It’s time to get out the count!
The 2020 census opened up electronically for the first time last week to allow people to begin filling it out online and by phone.
While Census Day isn’t until April 1, people living across the country are urged to fill out the questionnaire before then over the internet to avoid being visited by door knockers starting in mid-May.
The form became available to the public on March 12 and the last possible day to fill it out online, by phone or through the mail is July 31.
From now until May 13, the emphasis will be on self-responding to the census, in hopes that there won’t be too much of a need for “Early Non-Response Follow-Up” volunteers to show up at people’s homes.
Last week, New York City Mayor Bill de Blasio, City Council Speaker Corey Johnson (D-Manhattan), Deputy Mayor for Strategic Policy Initiatives J. Phillip Thompson and NYC Census 2020 Director Julie Menin called on New Yorkers to self-respond to the census once it comes out.
“In a matter of days we need to make sure that every New Yorker is counted regardless of immigration status or where they live in any of the five boroughs,” said de Blasio. “I encourage everybody to make their voices be heard sooner rather than later by filling out the census online or by phone. Our resources for a better future are at stake and we don’t want to wait another 10 years for the next census.”

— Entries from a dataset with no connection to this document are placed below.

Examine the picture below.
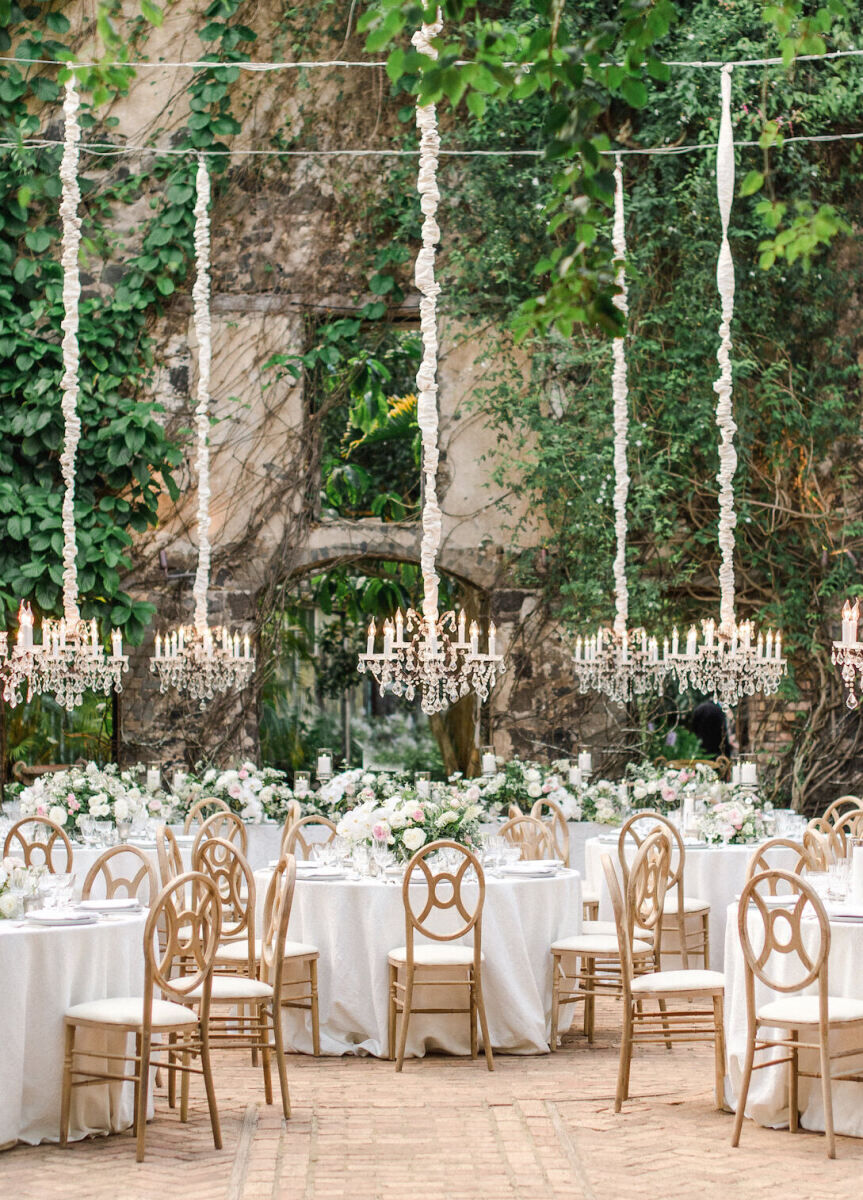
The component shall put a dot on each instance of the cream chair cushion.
(130, 1011)
(679, 981)
(431, 955)
(804, 1011)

The reason filling out the census has been stressed so much lately: its results will determine how much federal funding states, services and programs will receive for the next 10 years. Beyond that, it also factors into the amount of representation each state gets to have in the U.S. House of Representatives.

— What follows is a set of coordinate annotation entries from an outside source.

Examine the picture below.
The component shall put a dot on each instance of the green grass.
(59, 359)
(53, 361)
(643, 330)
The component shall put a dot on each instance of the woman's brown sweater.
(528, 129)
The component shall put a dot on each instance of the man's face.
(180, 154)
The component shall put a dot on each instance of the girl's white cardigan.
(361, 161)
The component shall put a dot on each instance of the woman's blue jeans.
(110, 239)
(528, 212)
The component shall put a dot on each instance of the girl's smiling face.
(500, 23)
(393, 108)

“The more New Yorkers who fill out the census, the more money the city receives for public education, healthcare, housing, roads and bridges, and so much more,” NYC Census officials said. “The census is for everyone, no matter one’s immigration or citizenship status, or housing situation, and all New Yorkers — no matter what language they speak or where or how they live — must be counted.”
But there is also the most basic significance of having the census to just know how many people are currently living in the country and in local communities, which can help with community organization, revitalization and betterment.

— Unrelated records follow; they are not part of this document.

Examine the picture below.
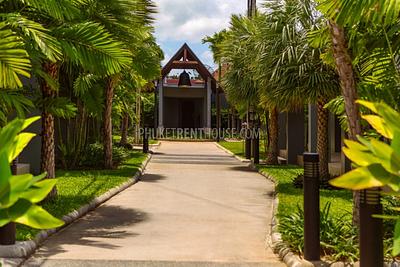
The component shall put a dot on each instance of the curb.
(275, 241)
(232, 154)
(27, 248)
(186, 140)
(279, 247)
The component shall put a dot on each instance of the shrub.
(338, 236)
(94, 156)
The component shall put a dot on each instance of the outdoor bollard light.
(256, 144)
(312, 249)
(248, 144)
(8, 232)
(371, 229)
(145, 142)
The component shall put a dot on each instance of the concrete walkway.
(195, 206)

“The importance of counting every New Yorker cannot be overstated. Millions of dollars in federal funds are at stake for our schools, our roads, our hospitals, our housing,” Johnson said. “Trump and his administration wanted to intimidate us so that New York wouldn’t get an accurate count, but we are putting all our efforts into proving them wrong, together. I’m proud of the Council’s and the Mayor’s commitment of $40 million dollars to ensure a complete count — the largest investment of any city in the nation.”
Starting March 12, New Yorkers were able to complete the census form, including online and over the phone. Filling out the census is fast, easy and secure, and can be filled out in multiple languages.
However, there has been a concern as of late about how the COVID-19 or the Novel Coronavirus outbreak can affect the census, especially the door knocking aspect.
Even online completion of the census can take a hit if people without internet access are afraid of going to their local library branch to use a computer there.
NYC Census officials said in the absence of clarity from the federal government about how the U.S. Census Bureau will alter the administration of the 2020 Census given COVID-19, NYC Census 2020 will revamp its mobilization strategies, and continue to emphasize the critical importance of self-responding to the census, which is now easier than ever.